Вольнов выругался. Агнии уже не было видно. Он чувствовал, что Левин не хочет, чтобы он возвращался к ней. И это обозлило его. Он еще раз выругался вдогонку Левину и пошел назад.
Первая скамейка на бульваре была пуста, и весь бульвар – тоже. И, увидев это, Вольнов ощутил гнетущую, зияющую пустоту в себе. Как будто везде кончилась жизнь. Как будто она не начиналась. Как будто он навсегда был оставлен на вымершей, холодной планете.
Он сел на низенькую ограду газона и закурил.
Хилые деревца-подростки стояли посреди газона, опираясь на струганые палки. Их посадили на месте умерших от старости бульварных лип. Им дали опору и привязали к ней.
Вольнов снял фуражку, зачем-то потрогал позеленевшего «краба». Надо было возвращаться на судно, на маленький корявый сейнер, который трется сейчас о сваи причала и думает свои металлические мысли.
Неужели она ушла? И уходит все дальше по спящим улицам, и трогает холодными ладонями щеки, и торопится домой, потому что ей наплевать на него, и потому что она хочет спать, и потому что она обиделась на Яшку. Он вспомнил, как она сказала: «Что значит – крепкий паренек?»
Она ушла, и долго, весь рейс до Камчатки, будут жить эти воспоминания о женщине, которая была с ним рядом один сегодняшний вечер. Десятки раз по вечерам зажгутся на крыльях рубки отличительные огни и будут гореть до утра, красным и зеленым немигающим взглядом смотреть вперед. И потом время, то время, которое затягивает все – и радостное и больное, – приглушит воспоминания. Все кончается на этом свете.
Вольнов сидел, курил и вдруг услышал стук каблуков по асфальту, быстрый и тревожный. Потом стук умолк.
Вольнов поднял голову и увидел ее. Она шла теперь прямо по пыльной траве газона, наискось через бульвар, к нему, отводя от лица слабые ветки молоденьких лип. Он все сидел. Он почувствовал вдруг огромную усталость. Его хватило только на то, чтобы улыбнуться ей виновато и робко.
– О боже мой, – сказала она, остановившись перед ним. – О боже мой, я вернулась… Я ушла, а потом вернулась.
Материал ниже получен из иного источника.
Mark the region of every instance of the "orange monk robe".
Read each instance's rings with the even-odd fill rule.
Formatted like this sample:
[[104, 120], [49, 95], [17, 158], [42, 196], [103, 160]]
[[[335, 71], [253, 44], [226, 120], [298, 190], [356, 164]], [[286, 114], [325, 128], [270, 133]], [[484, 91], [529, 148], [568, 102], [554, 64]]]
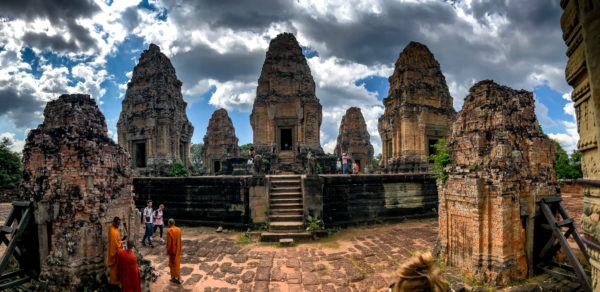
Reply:
[[121, 245], [121, 235], [119, 230], [112, 224], [108, 228], [108, 255], [106, 256], [106, 265], [110, 267], [110, 283], [119, 284], [117, 280], [117, 252], [123, 246]]
[[117, 280], [121, 282], [121, 292], [142, 292], [142, 278], [137, 266], [137, 257], [129, 249], [117, 253]]
[[179, 265], [181, 261], [181, 229], [172, 226], [167, 231], [167, 254], [169, 255], [169, 268], [171, 278], [179, 278]]

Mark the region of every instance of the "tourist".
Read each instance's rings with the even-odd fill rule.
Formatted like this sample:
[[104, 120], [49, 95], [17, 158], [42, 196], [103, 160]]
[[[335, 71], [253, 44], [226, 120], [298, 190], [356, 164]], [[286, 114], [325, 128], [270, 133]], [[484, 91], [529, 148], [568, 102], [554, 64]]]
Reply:
[[[118, 285], [117, 280], [117, 251], [123, 246], [121, 235], [119, 234], [119, 225], [121, 218], [113, 218], [113, 222], [108, 227], [108, 254], [106, 255], [106, 265], [110, 268], [110, 284]], [[124, 239], [124, 238], [123, 238]]]
[[169, 219], [167, 231], [167, 254], [169, 255], [169, 269], [171, 282], [181, 284], [179, 265], [181, 261], [181, 229], [175, 226], [175, 220]]
[[154, 233], [156, 233], [156, 230], [160, 229], [160, 243], [165, 243], [165, 240], [162, 238], [163, 227], [165, 226], [165, 223], [162, 220], [164, 209], [165, 209], [165, 205], [160, 204], [158, 206], [158, 210], [154, 211], [154, 215], [153, 215], [153, 217], [154, 217]]
[[144, 233], [144, 237], [142, 237], [142, 245], [146, 246], [146, 238], [148, 238], [148, 245], [150, 245], [151, 248], [154, 248], [154, 245], [152, 245], [152, 233], [153, 233], [153, 226], [152, 226], [152, 201], [148, 201], [146, 203], [146, 208], [144, 209], [144, 212], [142, 212], [142, 216], [144, 218], [144, 223], [146, 224], [146, 232]]
[[388, 291], [446, 292], [448, 288], [438, 273], [438, 270], [433, 266], [431, 253], [417, 252], [407, 263], [400, 267], [398, 281], [392, 284]]
[[121, 282], [121, 292], [142, 292], [142, 277], [133, 254], [135, 242], [127, 240], [127, 245], [117, 253], [117, 280]]

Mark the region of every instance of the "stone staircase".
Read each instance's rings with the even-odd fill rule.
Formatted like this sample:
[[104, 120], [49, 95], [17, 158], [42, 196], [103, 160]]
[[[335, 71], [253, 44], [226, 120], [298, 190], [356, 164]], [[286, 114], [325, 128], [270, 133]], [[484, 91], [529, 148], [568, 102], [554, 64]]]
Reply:
[[304, 229], [304, 206], [299, 175], [270, 176], [269, 232], [261, 234], [262, 241], [294, 239], [309, 240], [312, 236]]

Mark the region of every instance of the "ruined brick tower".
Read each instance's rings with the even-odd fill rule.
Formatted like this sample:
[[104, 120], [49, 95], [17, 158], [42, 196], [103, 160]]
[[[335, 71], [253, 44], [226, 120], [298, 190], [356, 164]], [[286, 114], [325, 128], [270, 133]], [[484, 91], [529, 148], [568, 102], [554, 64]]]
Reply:
[[235, 128], [223, 108], [216, 110], [208, 121], [201, 156], [202, 167], [210, 174], [218, 173], [224, 160], [240, 156]]
[[[589, 0], [562, 0], [560, 18], [569, 61], [565, 79], [573, 87], [577, 149], [583, 170], [583, 215], [581, 228], [592, 268], [592, 286], [600, 289], [600, 4]], [[595, 244], [594, 244], [595, 243]], [[596, 246], [596, 247], [594, 247]]]
[[400, 53], [389, 82], [378, 125], [380, 166], [389, 172], [427, 171], [427, 156], [433, 154], [439, 139], [450, 135], [456, 116], [446, 78], [429, 49], [410, 42]]
[[536, 202], [560, 196], [554, 142], [540, 131], [533, 94], [475, 84], [448, 147], [454, 163], [438, 183], [440, 257], [494, 285], [526, 277], [534, 246], [547, 241], [534, 241]]
[[40, 280], [49, 291], [102, 282], [115, 216], [121, 235], [137, 237], [129, 155], [107, 132], [94, 100], [73, 94], [49, 102], [44, 122], [27, 136], [22, 196], [34, 202]]
[[336, 157], [342, 157], [343, 153], [347, 153], [353, 161], [359, 164], [361, 173], [368, 173], [373, 167], [373, 152], [371, 135], [367, 131], [367, 124], [360, 108], [349, 108], [342, 117], [333, 154]]
[[185, 113], [181, 81], [171, 61], [151, 44], [133, 69], [117, 123], [119, 145], [136, 175], [163, 176], [177, 161], [190, 166], [194, 127]]
[[302, 171], [309, 151], [322, 154], [322, 112], [315, 82], [291, 33], [271, 40], [250, 115], [256, 153], [283, 170]]

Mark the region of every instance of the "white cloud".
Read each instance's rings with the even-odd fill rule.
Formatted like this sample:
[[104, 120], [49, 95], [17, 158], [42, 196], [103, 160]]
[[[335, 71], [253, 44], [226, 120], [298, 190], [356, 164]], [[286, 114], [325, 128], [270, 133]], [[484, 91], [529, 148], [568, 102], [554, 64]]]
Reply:
[[566, 133], [550, 133], [548, 136], [553, 140], [558, 141], [565, 151], [570, 154], [573, 150], [577, 149], [577, 142], [579, 141], [577, 124], [567, 121], [563, 121], [562, 124], [566, 128]]

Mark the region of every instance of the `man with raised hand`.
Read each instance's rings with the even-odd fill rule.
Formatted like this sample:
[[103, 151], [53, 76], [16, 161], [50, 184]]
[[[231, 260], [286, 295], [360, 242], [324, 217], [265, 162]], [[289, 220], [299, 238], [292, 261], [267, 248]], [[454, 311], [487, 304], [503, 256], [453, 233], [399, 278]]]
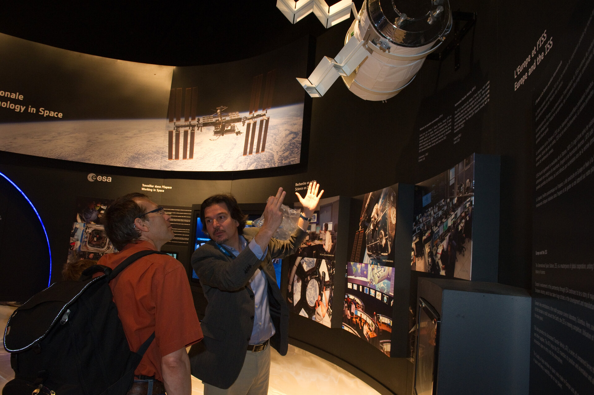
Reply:
[[272, 259], [295, 253], [324, 191], [314, 182], [305, 197], [298, 228], [287, 240], [273, 237], [280, 225], [282, 188], [270, 196], [260, 229], [245, 228], [244, 216], [230, 194], [207, 198], [200, 216], [211, 240], [192, 255], [208, 304], [204, 340], [189, 352], [192, 374], [205, 395], [267, 394], [270, 346], [281, 355], [288, 346], [289, 308], [276, 283]]
[[[105, 231], [119, 251], [98, 263], [112, 269], [135, 253], [160, 251], [173, 238], [169, 216], [142, 193], [119, 198], [105, 211]], [[154, 340], [134, 371], [128, 394], [189, 395], [186, 347], [203, 337], [185, 269], [166, 254], [133, 262], [109, 282], [118, 316], [131, 350], [154, 332]]]

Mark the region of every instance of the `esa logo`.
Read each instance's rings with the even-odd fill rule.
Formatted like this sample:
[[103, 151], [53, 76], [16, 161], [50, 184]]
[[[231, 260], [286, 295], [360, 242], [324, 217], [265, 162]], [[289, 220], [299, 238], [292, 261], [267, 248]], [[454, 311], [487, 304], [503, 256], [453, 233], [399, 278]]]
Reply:
[[87, 179], [89, 181], [105, 181], [106, 182], [110, 183], [111, 177], [106, 177], [105, 176], [97, 176], [94, 173], [90, 173], [89, 175], [87, 176]]

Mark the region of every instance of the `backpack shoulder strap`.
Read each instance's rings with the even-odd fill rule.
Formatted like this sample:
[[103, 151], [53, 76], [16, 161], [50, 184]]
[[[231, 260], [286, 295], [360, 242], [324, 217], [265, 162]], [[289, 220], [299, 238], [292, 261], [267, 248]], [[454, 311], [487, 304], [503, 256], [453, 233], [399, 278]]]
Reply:
[[111, 271], [111, 273], [109, 273], [108, 276], [109, 277], [109, 280], [111, 281], [115, 278], [116, 276], [122, 272], [122, 270], [129, 266], [132, 262], [138, 260], [143, 256], [150, 255], [151, 254], [161, 254], [162, 255], [168, 254], [167, 253], [161, 252], [160, 251], [154, 251], [154, 250], [143, 250], [143, 251], [139, 251], [137, 253], [135, 253], [126, 258], [123, 262], [116, 266], [115, 269]]

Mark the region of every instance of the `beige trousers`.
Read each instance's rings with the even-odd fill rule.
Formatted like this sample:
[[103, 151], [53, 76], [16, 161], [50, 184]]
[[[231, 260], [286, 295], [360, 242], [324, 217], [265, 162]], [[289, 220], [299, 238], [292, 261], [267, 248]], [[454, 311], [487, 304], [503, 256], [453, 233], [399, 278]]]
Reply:
[[260, 352], [248, 351], [239, 375], [230, 387], [222, 390], [204, 383], [204, 395], [266, 395], [270, 376], [270, 344]]

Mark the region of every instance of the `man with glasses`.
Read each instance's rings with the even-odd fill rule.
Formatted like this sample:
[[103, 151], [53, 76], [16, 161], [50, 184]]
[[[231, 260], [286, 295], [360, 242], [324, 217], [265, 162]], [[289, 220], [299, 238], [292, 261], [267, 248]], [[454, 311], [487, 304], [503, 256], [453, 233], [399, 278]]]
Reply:
[[245, 228], [246, 216], [231, 195], [202, 203], [200, 216], [211, 241], [192, 255], [206, 307], [204, 339], [190, 350], [192, 374], [204, 383], [204, 394], [268, 393], [270, 346], [281, 355], [288, 347], [289, 308], [276, 283], [271, 260], [294, 253], [305, 239], [324, 191], [309, 184], [298, 228], [289, 240], [273, 237], [281, 224], [285, 192], [279, 188], [264, 211], [264, 224]]
[[[171, 217], [142, 193], [119, 198], [103, 216], [108, 237], [119, 252], [98, 263], [112, 269], [139, 251], [160, 251], [173, 238]], [[152, 254], [132, 263], [109, 285], [130, 349], [137, 350], [152, 334], [154, 340], [134, 372], [128, 394], [169, 395], [191, 393], [185, 348], [203, 337], [189, 283], [181, 263], [169, 255]]]

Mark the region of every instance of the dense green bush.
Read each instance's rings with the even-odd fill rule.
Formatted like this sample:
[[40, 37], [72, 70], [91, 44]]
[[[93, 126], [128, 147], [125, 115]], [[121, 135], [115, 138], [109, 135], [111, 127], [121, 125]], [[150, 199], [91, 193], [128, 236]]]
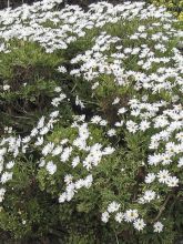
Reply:
[[181, 21], [183, 21], [183, 1], [182, 0], [152, 0], [156, 6], [164, 6], [172, 11]]
[[183, 233], [181, 22], [142, 2], [60, 3], [1, 12], [1, 238], [172, 244]]

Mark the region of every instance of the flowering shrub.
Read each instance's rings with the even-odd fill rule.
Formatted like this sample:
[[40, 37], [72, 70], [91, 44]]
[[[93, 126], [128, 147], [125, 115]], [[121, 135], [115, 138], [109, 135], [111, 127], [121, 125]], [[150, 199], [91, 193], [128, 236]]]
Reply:
[[144, 2], [0, 12], [0, 227], [53, 243], [183, 230], [181, 23]]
Мне нужно было еще раз увидеть вас.
– Яков уже на судне, наверное, – сказал Вольнов. Он сам не знал, что и зачем говорит сейчас.
– Встаньте, – сказала она.
Он послушно встал, и они пошли по бульвару. Сырой песок скрипел под ногами.
– О боже мой, – опять сказала она и обеими руками взяла у него фуражку.
Забытые фонари все горели на набережной. Они были чуточку светлее неба. Ни одного прохожего. И по-утреннему начинают высвистывать где-то пичуги. Цветные буквы глядят с театральных афиш. Плоты медленно, как время сейчас, текут по Двине к морю. Дымят впереди них угрюмые буксиры, рыжие дымы неохотно расползаются в холодеющем воздухе.